Il rifiuto della carnalità corporea viene espresso, con particolare vigore,
da Antonin Artaud, propugnatore dell’idea di corpo senza organi, secondo
il quale esisterebbe una confusione fra il corpo e l’organismo. Secondo
Artaud, il corpo non ha bisogno di organi e non si identifica nell’organismo
con il quale invece lo si confonde. Sarebbero proprio gli organismi i
nemici del corpo, soggetti a deperimento, putrefazione.

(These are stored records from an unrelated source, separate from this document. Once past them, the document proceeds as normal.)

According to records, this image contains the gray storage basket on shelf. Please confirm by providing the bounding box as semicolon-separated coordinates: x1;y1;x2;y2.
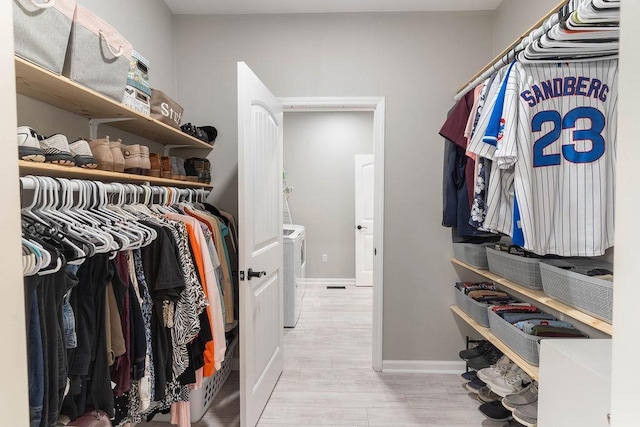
486;248;543;289
13;0;77;74
455;287;491;327
453;243;493;269
487;309;588;366
62;4;132;101
540;259;614;322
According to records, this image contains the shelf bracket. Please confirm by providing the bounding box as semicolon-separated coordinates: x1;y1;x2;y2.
89;118;135;140
163;145;185;156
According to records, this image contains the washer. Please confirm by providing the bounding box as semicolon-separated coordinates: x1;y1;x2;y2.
283;224;306;327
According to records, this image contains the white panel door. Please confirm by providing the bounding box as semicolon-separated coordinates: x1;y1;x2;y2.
355;154;374;287
237;62;284;427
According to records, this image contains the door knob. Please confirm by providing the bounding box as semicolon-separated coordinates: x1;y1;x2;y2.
247;268;266;280
356;225;368;230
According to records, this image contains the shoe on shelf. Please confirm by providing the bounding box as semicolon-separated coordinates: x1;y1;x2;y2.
478;400;513;422
459;341;493;361
109;138;126;173
149;153;161;177
176;157;186;180
123;144;143;175
170;156;180;180
460;371;477;382
477;356;514;383
467;347;503;371
464;376;486;394
17;126;45;162
69;139;97;169
160;156;172;179
512;400;538;427
88;138;114;171
139;145;151;175
477;386;501;404
486;365;532;398
502;382;538;411
202;158;211;184
40;134;75;166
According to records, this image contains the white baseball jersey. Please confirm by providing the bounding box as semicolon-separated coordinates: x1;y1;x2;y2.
497;59;617;256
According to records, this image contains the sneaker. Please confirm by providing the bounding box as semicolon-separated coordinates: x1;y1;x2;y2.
68;139;97;169
502;382;538;411
477;386;501;404
478;400;512;422
464;376;486;394
459;341;493;361
467;347;503;370
39;134;75;166
486;365;532;398
17;126;45;162
512;400;538;426
477;356;514;383
460;371;477;382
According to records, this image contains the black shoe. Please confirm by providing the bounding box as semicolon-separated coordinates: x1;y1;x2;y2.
479;401;513;422
460;371;477;382
464;376;486;394
467;347;503;371
459;341;493;361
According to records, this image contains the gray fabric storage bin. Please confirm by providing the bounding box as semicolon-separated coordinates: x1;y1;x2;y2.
62;4;132;101
13;0;76;74
454;287;491;327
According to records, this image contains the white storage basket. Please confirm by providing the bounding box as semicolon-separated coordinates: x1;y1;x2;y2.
540;260;613;322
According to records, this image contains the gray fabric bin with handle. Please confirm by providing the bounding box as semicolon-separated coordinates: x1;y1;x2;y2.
62;4;132;101
13;0;77;74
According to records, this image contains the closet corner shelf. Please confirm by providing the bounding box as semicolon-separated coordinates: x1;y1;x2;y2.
451;257;613;336
19;161;214;189
450;305;539;381
14;56;213;150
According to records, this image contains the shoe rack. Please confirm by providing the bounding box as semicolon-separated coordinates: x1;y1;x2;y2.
15;56;214;187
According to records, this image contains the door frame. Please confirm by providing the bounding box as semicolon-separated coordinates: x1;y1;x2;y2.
279;96;385;372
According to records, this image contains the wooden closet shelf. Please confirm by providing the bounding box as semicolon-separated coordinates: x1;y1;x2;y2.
451;258;613;335
450;305;539;381
15;57;213;150
19;161;214;189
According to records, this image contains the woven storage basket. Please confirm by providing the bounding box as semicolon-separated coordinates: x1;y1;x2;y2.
454;287;491;327
540;260;613;322
486;248;543;289
487;309;587;366
453;243;493;269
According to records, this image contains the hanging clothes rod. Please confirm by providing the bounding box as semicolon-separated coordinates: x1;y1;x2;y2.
19;176;210;197
454;0;570;101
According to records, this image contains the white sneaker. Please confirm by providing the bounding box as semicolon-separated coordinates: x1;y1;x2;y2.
17;126;45;162
69;139;97;169
39;134;75;166
487;366;532;398
477;356;513;383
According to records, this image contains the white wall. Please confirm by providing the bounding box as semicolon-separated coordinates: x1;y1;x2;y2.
0;2;28;424
284;111;373;279
17;0;179;155
611;2;639;425
174;11;495;361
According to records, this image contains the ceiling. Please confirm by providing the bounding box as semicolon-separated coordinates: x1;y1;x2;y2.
163;0;503;15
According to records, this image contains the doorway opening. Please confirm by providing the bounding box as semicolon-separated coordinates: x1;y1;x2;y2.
279;97;385;372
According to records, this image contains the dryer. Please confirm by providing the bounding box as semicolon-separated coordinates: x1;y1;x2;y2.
283;224;306;327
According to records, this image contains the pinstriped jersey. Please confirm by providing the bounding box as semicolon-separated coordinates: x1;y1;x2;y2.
497;60;617;256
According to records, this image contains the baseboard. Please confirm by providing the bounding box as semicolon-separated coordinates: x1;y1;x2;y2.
382;360;466;374
301;278;356;286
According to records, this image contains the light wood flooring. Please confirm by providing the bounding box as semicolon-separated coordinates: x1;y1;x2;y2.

Artaud parla quindi
di autonomia del corpo rispetto alla sua organicità, invita a sottrarsi
alla “deriva della carne”, “al suo metastatico anelito di morte”. La morte non è più un
evento naturale, così come non lo è la malattia né l’imperfezione fisica
rispetto ai canoni estetici imperanti. L’intera realtà prodotta dai mezzi
di comunicazione di massa è una non-realtà, rassicurante persino laddove
propone la crudezza di immagini di corpi mutilati, dei quali riesce, oggettivizzandoli,
ad annullarne l’aspetto umano e quindi a proteggerci dall’orrore che nasce
dal prendere coscienza del fatto che quei corpi mutilati non sono poi
così diversi dai nostri, altrettanto deperibili. Se invece gli stessi
corpi li vedessimo con i nostri occhi e non attraverso quelli dei mass-media,
ne rimarremmo sconvolti, costretti a confrontarci con quell’organicità
che ci ostiniamo a rifiutare.
Il rapporto con il nostro corpo è stato definito da Jean Beaudrillard, come sollecitudine
repressiva, sollecitudine presente in tutte le ossessioni collettive
relative al corpo. Il concetto è concretamente traducibile in quell’attenzione,
spesso maniacale, per l’igiene corporea, la sterilità, l’asepsi, la profilassi,
ecc. Dietro tale ossessione si nasconderebbe, in realtà, la volontà di
esorcizzare il corpo «organico» , di negarne soprattutto le funzioni più
“basse”(per es. quella escretiva) e di proporre il corpo solo ed esclusivamente
come oggetto levigato e perfetto, asessuato, protetto, anche da se stesso.
Soprattutto a partire dall’inizio degli anni '90, gli anni in cui si è
verificato un incremento dei casi di Aids e di malattie tumorali, è emersa
una vera e propria ossessione del corpo, di un corpo nemico a se stesso,
la cui distruzione avviene a partire dal suo sistema immunitario. Tale
ossessione si è manifestata in una generalizzata psicosi di morte.
Sul piano relazionale, la paura diffusa ha prodotto distanze umane e una
diffidenza generalizzata, verso gli altri e persino verso il proprio corpo.